In the current study, the researchers characterized brain activity (EEG) before, during and after anesthesia was induced by administering anesthetics directly to the MPTA of the rat. "In this way, we exposed to the anesthetic only the area where the 'hijacking' of the sleep mechanisms takes place, and prevented non-selective exposure of all parts of the brain to the anesthetic, as happens when the anesthesiologist injects anesthetic into the bloodstream," the researchers explained. In the experiments it was found that during the anesthesia obtained as a result of the administration of anesthetics to the MPTA area only, the EEG pattern in the rat brain alternates between two NREM and REM-like states, that is, between a state with brain activity of slow waves and a state with brain activity of brain waves fast This phenomenon was called by the researchers "paradoxical anesthesia", hence the name of the published scientific article (Paradoxical anesthesia: Sleep-like EEG during anesthesia induced by mesopontine microinjection of GABAergic agents). The situation is paradoxical because, although the animal is under deep surgical anesthesia, a pattern of brain electrical activity similar to that obtained during natural sleep could be seen.

The conclusions obtained as a result of this study are that anesthetics work through brain circuits that serve and are related to the mechanisms of sleep. "General exposure of the brain to the anesthetics distorts the 'pure' image, which is obtained as a result of focused exposure of the MPTA area only, because during general anesthesia the substances are dispersed with the bloodstream throughout our body and also act in centers that are not essential for surgical anesthesia only.
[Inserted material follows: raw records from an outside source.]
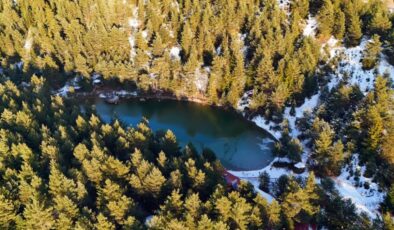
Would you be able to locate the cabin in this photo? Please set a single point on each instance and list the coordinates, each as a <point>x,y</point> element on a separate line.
<point>231,180</point>
<point>299,226</point>
<point>114,99</point>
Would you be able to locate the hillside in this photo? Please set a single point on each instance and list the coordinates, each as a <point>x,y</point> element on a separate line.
<point>317,75</point>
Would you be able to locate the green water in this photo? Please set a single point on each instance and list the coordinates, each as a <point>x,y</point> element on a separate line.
<point>238,143</point>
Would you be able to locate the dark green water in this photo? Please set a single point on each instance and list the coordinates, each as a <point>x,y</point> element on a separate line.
<point>239,144</point>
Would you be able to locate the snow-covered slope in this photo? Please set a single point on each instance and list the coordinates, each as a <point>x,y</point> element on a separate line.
<point>351,64</point>
<point>364,193</point>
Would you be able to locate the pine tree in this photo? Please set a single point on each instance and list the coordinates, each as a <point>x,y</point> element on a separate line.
<point>371,53</point>
<point>380,21</point>
<point>374,125</point>
<point>353,28</point>
<point>339,24</point>
<point>7,213</point>
<point>37,216</point>
<point>326,18</point>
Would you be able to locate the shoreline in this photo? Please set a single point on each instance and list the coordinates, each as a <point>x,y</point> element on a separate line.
<point>130,95</point>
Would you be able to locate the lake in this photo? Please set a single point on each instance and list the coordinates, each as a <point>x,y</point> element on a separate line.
<point>238,143</point>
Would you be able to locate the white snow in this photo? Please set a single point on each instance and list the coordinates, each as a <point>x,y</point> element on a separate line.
<point>144,34</point>
<point>267,125</point>
<point>200,80</point>
<point>28,44</point>
<point>300,165</point>
<point>245,100</point>
<point>174,52</point>
<point>351,64</point>
<point>63,92</point>
<point>366,200</point>
<point>284,4</point>
<point>19,65</point>
<point>310,28</point>
<point>133,23</point>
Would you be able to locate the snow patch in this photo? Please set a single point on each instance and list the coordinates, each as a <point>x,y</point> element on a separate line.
<point>310,28</point>
<point>174,52</point>
<point>366,199</point>
<point>351,65</point>
<point>200,80</point>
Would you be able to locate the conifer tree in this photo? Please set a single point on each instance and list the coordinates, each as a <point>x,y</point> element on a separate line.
<point>371,53</point>
<point>326,18</point>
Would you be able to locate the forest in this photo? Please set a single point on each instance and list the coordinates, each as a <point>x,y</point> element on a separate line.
<point>64,168</point>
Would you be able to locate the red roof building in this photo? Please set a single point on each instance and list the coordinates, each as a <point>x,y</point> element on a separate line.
<point>231,180</point>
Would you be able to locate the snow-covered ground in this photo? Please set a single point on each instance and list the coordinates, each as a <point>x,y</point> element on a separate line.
<point>284,4</point>
<point>351,64</point>
<point>366,199</point>
<point>311,26</point>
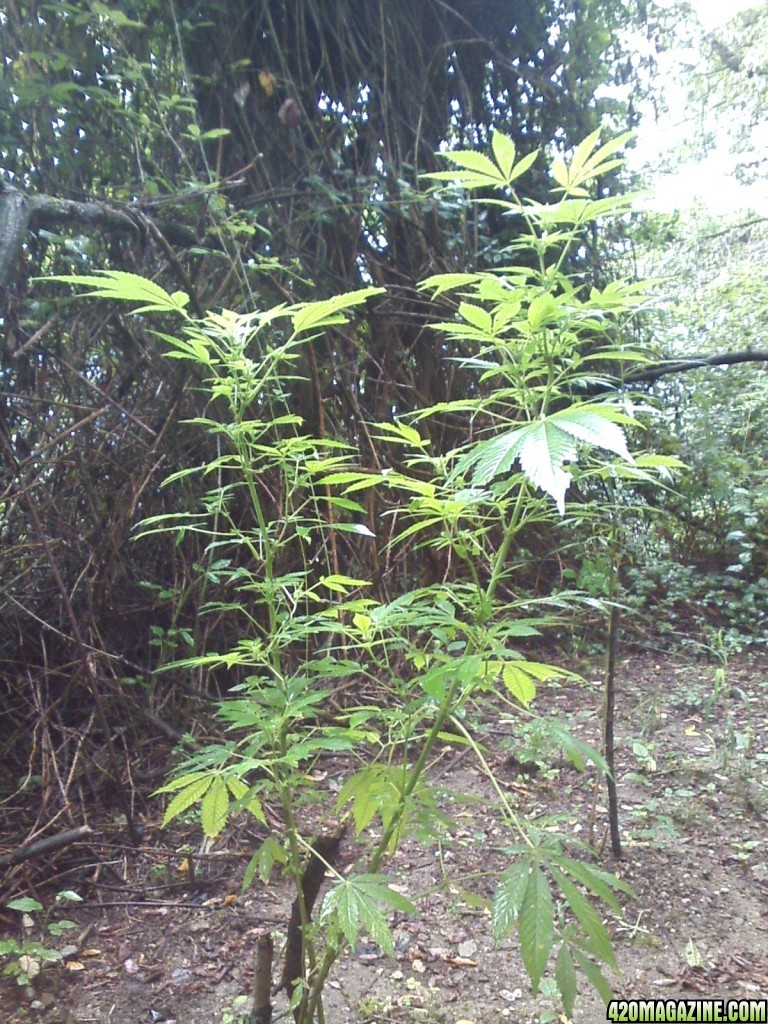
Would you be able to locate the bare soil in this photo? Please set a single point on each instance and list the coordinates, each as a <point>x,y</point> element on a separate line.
<point>692,776</point>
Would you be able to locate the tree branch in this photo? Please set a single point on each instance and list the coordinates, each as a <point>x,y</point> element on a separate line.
<point>19,214</point>
<point>647,375</point>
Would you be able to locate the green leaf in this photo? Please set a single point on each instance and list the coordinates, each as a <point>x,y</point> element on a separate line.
<point>377,790</point>
<point>266,856</point>
<point>595,975</point>
<point>541,310</point>
<point>26,904</point>
<point>565,978</point>
<point>588,918</point>
<point>504,152</point>
<point>352,903</point>
<point>215,808</point>
<point>508,899</point>
<point>119,285</point>
<point>183,800</point>
<point>246,797</point>
<point>536,926</point>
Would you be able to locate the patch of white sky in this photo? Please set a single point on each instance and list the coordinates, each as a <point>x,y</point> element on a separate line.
<point>711,180</point>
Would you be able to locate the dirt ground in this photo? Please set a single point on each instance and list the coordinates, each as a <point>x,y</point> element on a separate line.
<point>692,777</point>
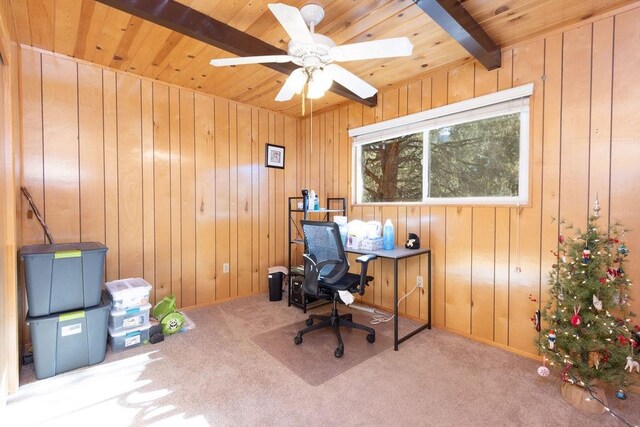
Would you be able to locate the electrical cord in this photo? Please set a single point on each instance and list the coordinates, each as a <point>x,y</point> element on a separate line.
<point>382,317</point>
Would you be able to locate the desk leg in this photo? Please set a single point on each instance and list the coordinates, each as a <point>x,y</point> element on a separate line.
<point>429,305</point>
<point>395,304</point>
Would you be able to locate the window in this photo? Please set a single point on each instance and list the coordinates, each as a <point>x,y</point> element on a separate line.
<point>472,152</point>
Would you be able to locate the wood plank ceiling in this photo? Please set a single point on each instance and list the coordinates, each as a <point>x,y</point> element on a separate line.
<point>96,33</point>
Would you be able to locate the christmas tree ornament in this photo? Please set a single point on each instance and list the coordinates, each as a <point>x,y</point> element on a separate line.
<point>597,304</point>
<point>576,320</point>
<point>632,364</point>
<point>536,320</point>
<point>543,371</point>
<point>594,359</point>
<point>552,339</point>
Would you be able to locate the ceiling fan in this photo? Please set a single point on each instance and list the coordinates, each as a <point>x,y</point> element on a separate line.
<point>316,55</point>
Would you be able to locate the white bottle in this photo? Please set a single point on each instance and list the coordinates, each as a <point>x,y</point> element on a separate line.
<point>388,238</point>
<point>312,199</point>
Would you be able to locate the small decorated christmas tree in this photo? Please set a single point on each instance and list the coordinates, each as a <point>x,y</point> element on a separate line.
<point>588,336</point>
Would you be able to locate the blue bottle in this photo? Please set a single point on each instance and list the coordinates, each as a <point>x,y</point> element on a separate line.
<point>388,238</point>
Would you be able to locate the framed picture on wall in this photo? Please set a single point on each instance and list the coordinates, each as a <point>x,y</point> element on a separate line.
<point>274,156</point>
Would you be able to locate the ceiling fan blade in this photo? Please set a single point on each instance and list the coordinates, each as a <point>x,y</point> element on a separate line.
<point>349,80</point>
<point>385,48</point>
<point>292,22</point>
<point>242,60</point>
<point>293,85</point>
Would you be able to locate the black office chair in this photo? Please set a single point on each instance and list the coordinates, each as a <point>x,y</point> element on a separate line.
<point>325,273</point>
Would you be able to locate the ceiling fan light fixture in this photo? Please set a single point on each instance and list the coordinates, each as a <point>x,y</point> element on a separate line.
<point>314,91</point>
<point>322,79</point>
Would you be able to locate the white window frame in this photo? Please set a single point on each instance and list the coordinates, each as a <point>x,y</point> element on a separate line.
<point>515,100</point>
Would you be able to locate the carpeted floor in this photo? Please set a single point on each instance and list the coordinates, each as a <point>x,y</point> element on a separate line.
<point>311,360</point>
<point>217,374</point>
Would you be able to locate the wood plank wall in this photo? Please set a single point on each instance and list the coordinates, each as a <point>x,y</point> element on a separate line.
<point>172,181</point>
<point>490,263</point>
<point>9,194</point>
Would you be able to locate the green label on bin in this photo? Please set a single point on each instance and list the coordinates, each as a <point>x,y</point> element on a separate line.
<point>67,254</point>
<point>70,316</point>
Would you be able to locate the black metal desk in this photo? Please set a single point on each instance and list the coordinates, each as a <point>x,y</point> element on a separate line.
<point>397,254</point>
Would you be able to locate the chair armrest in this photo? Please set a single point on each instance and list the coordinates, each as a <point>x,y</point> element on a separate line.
<point>366,258</point>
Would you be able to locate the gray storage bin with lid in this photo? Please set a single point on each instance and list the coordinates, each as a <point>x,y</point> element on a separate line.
<point>70,340</point>
<point>63,277</point>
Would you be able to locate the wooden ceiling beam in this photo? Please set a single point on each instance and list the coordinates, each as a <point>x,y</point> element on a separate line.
<point>192,23</point>
<point>460,25</point>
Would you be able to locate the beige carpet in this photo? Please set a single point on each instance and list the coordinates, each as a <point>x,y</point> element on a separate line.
<point>313,360</point>
<point>217,375</point>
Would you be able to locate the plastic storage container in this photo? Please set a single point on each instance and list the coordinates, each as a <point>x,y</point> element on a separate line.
<point>128,293</point>
<point>275,286</point>
<point>70,340</point>
<point>63,277</point>
<point>129,318</point>
<point>129,338</point>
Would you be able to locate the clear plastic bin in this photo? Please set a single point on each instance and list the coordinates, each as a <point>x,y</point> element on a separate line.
<point>129,338</point>
<point>128,293</point>
<point>129,318</point>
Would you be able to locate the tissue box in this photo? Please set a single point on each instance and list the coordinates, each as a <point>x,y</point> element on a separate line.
<point>374,244</point>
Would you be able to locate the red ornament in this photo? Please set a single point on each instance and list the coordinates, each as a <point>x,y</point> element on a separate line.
<point>576,320</point>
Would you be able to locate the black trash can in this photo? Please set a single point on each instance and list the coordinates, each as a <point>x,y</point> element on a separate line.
<point>275,286</point>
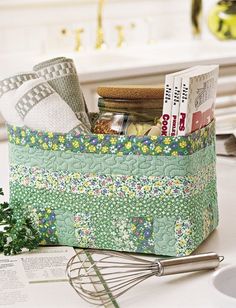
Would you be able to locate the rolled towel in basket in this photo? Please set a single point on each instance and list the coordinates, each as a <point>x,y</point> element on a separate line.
<point>8,86</point>
<point>40,107</point>
<point>61,74</point>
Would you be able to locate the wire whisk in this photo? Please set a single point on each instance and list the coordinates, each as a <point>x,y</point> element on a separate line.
<point>100,276</point>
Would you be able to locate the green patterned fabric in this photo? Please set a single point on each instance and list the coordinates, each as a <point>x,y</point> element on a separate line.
<point>160,203</point>
<point>114,144</point>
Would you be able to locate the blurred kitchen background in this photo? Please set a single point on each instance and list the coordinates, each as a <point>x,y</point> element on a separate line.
<point>117,41</point>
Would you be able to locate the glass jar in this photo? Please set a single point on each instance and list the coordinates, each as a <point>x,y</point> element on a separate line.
<point>222,20</point>
<point>128,116</point>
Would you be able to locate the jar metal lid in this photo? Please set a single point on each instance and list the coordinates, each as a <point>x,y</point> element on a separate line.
<point>131,91</point>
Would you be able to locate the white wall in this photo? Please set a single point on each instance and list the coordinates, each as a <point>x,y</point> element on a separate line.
<point>35,26</point>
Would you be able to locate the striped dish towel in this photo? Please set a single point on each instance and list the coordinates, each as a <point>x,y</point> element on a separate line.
<point>41,107</point>
<point>61,74</point>
<point>8,87</point>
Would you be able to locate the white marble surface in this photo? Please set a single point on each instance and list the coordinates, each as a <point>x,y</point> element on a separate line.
<point>187,290</point>
<point>139,61</point>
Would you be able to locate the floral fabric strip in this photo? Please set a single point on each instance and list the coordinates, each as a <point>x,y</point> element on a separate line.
<point>109,185</point>
<point>184,237</point>
<point>47,226</point>
<point>114,144</point>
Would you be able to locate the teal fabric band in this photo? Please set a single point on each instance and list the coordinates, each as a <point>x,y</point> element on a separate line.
<point>110,164</point>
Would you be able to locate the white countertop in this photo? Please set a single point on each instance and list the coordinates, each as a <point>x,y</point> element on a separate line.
<point>180,291</point>
<point>136,61</point>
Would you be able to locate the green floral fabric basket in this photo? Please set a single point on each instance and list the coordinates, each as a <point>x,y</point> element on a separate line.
<point>139,194</point>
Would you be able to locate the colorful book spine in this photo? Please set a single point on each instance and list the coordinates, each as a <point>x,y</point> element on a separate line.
<point>175,106</point>
<point>198,97</point>
<point>183,107</point>
<point>167,106</point>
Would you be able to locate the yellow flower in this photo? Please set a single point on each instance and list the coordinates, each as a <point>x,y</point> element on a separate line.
<point>144,149</point>
<point>104,149</point>
<point>54,146</point>
<point>176,181</point>
<point>167,141</point>
<point>112,188</point>
<point>158,149</point>
<point>113,140</point>
<point>182,242</point>
<point>158,183</point>
<point>183,144</point>
<point>75,144</point>
<point>45,146</point>
<point>100,136</point>
<point>168,191</point>
<point>61,139</point>
<point>125,188</point>
<point>92,148</point>
<point>128,145</point>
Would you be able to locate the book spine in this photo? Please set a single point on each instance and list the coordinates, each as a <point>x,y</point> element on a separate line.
<point>167,106</point>
<point>175,106</point>
<point>183,108</point>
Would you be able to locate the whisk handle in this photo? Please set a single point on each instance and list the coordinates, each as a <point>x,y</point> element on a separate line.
<point>204,261</point>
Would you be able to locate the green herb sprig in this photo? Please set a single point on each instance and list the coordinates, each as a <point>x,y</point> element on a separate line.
<point>16,234</point>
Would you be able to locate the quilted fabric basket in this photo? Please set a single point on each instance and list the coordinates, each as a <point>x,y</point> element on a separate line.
<point>139,194</point>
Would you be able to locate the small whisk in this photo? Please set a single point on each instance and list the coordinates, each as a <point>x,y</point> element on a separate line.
<point>101,276</point>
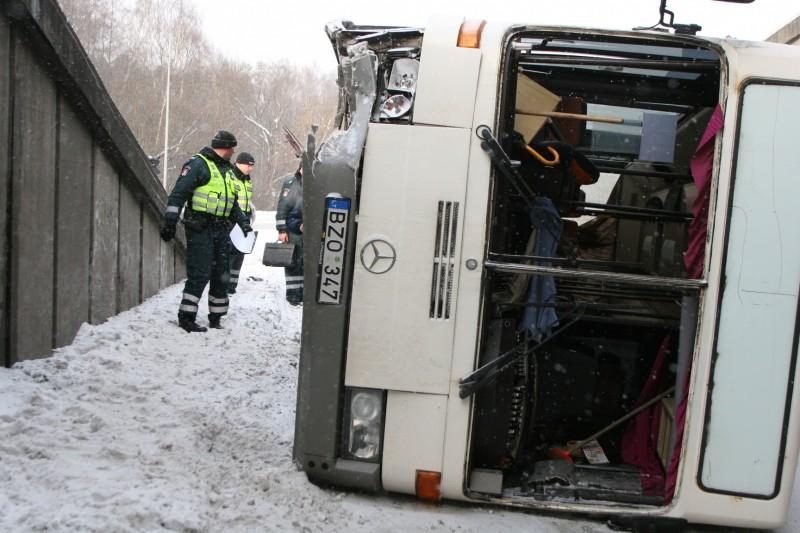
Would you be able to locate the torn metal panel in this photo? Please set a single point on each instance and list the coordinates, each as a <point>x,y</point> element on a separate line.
<point>359,76</point>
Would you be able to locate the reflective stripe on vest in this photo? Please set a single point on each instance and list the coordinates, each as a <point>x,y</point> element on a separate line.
<point>216,196</point>
<point>244,191</point>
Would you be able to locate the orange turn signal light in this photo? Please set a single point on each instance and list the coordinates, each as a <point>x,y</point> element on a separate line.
<point>469,35</point>
<point>428,485</point>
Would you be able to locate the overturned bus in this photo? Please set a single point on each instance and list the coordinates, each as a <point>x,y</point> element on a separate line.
<point>558,269</point>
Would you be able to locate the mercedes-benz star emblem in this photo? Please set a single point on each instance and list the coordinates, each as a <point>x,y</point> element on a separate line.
<point>378,256</point>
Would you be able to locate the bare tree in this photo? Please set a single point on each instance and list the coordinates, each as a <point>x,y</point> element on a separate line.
<point>208,91</point>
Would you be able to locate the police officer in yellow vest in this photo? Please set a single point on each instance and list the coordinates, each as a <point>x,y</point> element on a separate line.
<point>206,187</point>
<point>244,194</point>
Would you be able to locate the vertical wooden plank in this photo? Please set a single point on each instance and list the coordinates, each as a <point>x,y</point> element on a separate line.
<point>33,206</point>
<point>151,255</point>
<point>74,226</point>
<point>6,105</point>
<point>130,230</point>
<point>179,272</point>
<point>104,243</point>
<point>167,264</point>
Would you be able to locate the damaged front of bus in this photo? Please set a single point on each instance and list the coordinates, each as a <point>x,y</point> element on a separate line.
<point>515,252</point>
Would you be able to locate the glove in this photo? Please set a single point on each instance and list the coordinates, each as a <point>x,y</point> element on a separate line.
<point>167,230</point>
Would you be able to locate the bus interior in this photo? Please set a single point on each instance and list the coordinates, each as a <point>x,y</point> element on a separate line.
<point>596,233</point>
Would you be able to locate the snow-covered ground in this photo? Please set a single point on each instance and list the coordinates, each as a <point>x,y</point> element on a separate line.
<point>139,426</point>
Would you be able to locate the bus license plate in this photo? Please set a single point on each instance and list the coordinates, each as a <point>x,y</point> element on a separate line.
<point>337,212</point>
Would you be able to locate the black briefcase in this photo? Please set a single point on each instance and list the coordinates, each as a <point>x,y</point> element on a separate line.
<point>278,254</point>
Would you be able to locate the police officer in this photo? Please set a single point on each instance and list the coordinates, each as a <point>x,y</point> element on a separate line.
<point>206,186</point>
<point>244,194</point>
<point>289,222</point>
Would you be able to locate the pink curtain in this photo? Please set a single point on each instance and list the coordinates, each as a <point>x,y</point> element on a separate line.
<point>641,435</point>
<point>701,166</point>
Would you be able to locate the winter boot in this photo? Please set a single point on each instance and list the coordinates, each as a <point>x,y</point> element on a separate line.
<point>190,326</point>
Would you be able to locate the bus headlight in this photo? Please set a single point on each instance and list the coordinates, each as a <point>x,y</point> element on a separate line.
<point>363,428</point>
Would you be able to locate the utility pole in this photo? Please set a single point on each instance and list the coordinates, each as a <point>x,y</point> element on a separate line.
<point>166,123</point>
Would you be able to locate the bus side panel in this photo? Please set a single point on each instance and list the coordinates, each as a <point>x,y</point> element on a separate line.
<point>747,425</point>
<point>448,77</point>
<point>474,242</point>
<point>413,438</point>
<point>446,95</point>
<point>401,319</point>
<point>756,339</point>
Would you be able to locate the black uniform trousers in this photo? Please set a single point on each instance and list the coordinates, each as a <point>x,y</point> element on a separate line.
<point>207,256</point>
<point>294,273</point>
<point>236,261</point>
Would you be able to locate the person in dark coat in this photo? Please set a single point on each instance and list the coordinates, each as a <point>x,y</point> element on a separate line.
<point>205,186</point>
<point>244,194</point>
<point>289,222</point>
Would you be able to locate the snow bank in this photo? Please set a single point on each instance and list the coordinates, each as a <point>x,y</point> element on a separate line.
<point>139,426</point>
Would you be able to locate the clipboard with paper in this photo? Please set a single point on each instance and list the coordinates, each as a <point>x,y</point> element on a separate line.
<point>243,243</point>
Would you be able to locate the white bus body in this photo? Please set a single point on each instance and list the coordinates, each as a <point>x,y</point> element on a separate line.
<point>430,236</point>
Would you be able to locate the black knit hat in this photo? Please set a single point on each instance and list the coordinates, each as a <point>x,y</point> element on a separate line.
<point>223,139</point>
<point>245,159</point>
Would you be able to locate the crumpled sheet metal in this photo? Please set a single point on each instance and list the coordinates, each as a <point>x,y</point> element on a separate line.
<point>359,76</point>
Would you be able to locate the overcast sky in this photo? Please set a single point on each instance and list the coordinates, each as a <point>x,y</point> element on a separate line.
<point>293,30</point>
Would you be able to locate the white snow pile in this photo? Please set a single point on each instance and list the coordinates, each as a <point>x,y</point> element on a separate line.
<point>139,426</point>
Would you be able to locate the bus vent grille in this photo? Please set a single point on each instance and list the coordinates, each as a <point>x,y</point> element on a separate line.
<point>444,260</point>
In addition, we discovered that the MPTA region plays a central role in the transition between wakefulness and coma. This study even confirms a finding we received in a previous study, according to which destruction of the MPTA region affects the sensitivity of rats to various anesthetics. It can be said from this study that the MPTA area plays the role of a switch for the brain to switch between a state of alertness and a state of sleep/anesthesia", the researchers conclude.